Mais il y a des différences. Le héros de Wells cherche à rejoindre sa femme, celui de Spielberg à « lutter pour la sauvegarde de ses enfants ». C'est plus gnangnan. Chez Wells, le héros zigouille un vicaire pris de folie au point de croire que les Marsiens ont été envoyés par Dieu pour châtier les humains (qui le méritent bien). Le gars que tue Tom Cruise n'est plus curé : à Hollywood, l'anticléricalisme est tabou. Wells explique que les Marsiens ont de bonnes raisons d'envahir la Terre : leur planète se meurt et devient inhabitable.
Rien de tel dans le film : pour Spielberg, ils n'agissent que par esprit de conquête et cruauté pure. Le cinéaste reconnaît explicitement avoir pensé à Ben Laden : "Aujourd'hui, on craint à nouveau les attaques d'un ennemi qu'on ne comprend pas. Ces extra-terrestres symbolisent cet ennemi."
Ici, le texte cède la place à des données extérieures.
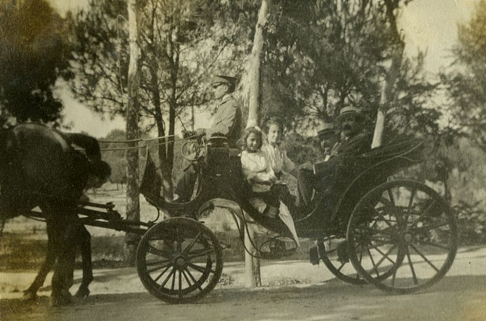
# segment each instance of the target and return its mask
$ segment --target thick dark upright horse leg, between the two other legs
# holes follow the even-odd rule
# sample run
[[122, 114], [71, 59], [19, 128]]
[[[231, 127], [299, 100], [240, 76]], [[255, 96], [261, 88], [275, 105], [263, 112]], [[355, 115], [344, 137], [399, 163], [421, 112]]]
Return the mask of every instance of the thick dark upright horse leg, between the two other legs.
[[[57, 265], [52, 276], [52, 305], [71, 303], [69, 287], [72, 285], [74, 259], [76, 254], [76, 234], [79, 229], [78, 217], [72, 210], [57, 208], [56, 233], [60, 236], [57, 247]], [[63, 213], [62, 217], [59, 213]]]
Le terroriste comme Autre absolu, même pas humain : tout un programme.
Militant socialiste et anticolonial, Wells écrit « La guerre des mondes » alors que les guerres coloniales font rage. Par cette fable, il entend montrer ce que l'on ressent, lorsque des êtres prétendument civilisés, à la pointe du progrès technologique, mènent contre vous une guerre d'extermination, et vous rabaissent au rang de bétail.
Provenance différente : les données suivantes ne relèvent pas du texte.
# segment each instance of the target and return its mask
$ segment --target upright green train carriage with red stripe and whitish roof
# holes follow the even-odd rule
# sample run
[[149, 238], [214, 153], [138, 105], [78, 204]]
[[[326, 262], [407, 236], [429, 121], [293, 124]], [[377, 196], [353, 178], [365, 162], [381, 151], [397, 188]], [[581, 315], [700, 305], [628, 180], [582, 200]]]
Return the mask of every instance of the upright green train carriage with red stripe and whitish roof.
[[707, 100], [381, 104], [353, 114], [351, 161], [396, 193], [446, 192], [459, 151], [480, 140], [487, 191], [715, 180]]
En cinquante ans, nous avons balayé du monde les Tasmaniens, dit-il, « sommes-nous de tels apôtres de miséricorde que nous puissions nous plaindre de ce que les Marsiens aient fait la guerre dans ce même esprit ? ». Evidemment, ce genre de préoccupation ne traverse pas une seconde l'esprit du cinéaste.
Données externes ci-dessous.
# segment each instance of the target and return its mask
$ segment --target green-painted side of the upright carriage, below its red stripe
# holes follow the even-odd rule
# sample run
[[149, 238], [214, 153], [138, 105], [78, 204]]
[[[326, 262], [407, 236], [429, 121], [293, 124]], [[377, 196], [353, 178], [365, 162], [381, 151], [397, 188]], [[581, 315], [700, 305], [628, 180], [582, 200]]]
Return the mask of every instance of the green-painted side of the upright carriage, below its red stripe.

Pour Wells, les E.T., c'est nous. Pour Spielberg, c'est eux. Le mal est dans le camp d'en face. Rien dans le film qui renvoie à la guerre en Irak, ou jette un doute sur la manière dont l'Amérique use de sa puissance.
Mieux : voilà des années que les films catastrophe (la série des « Terminator », « Titanic », la série télé « Lost ») produits par la machinerie hollywoodienne ne cessent de marteler cette idée : il ne s'agit plus désormais de se demander « comment empêcher la catastrophe », mais « qui va survivre à la catastrophe, et dans quelles conditions » (1).
Comme si elle était inéluctable.
Tout un programme ?
Jean-Luc Parquet
(1) « Nouvelles de nulle part n2 4 », de Jean-Marc Mandosio (disponible chez l'auteur : 91 bis, rue d'Alésia, 75014).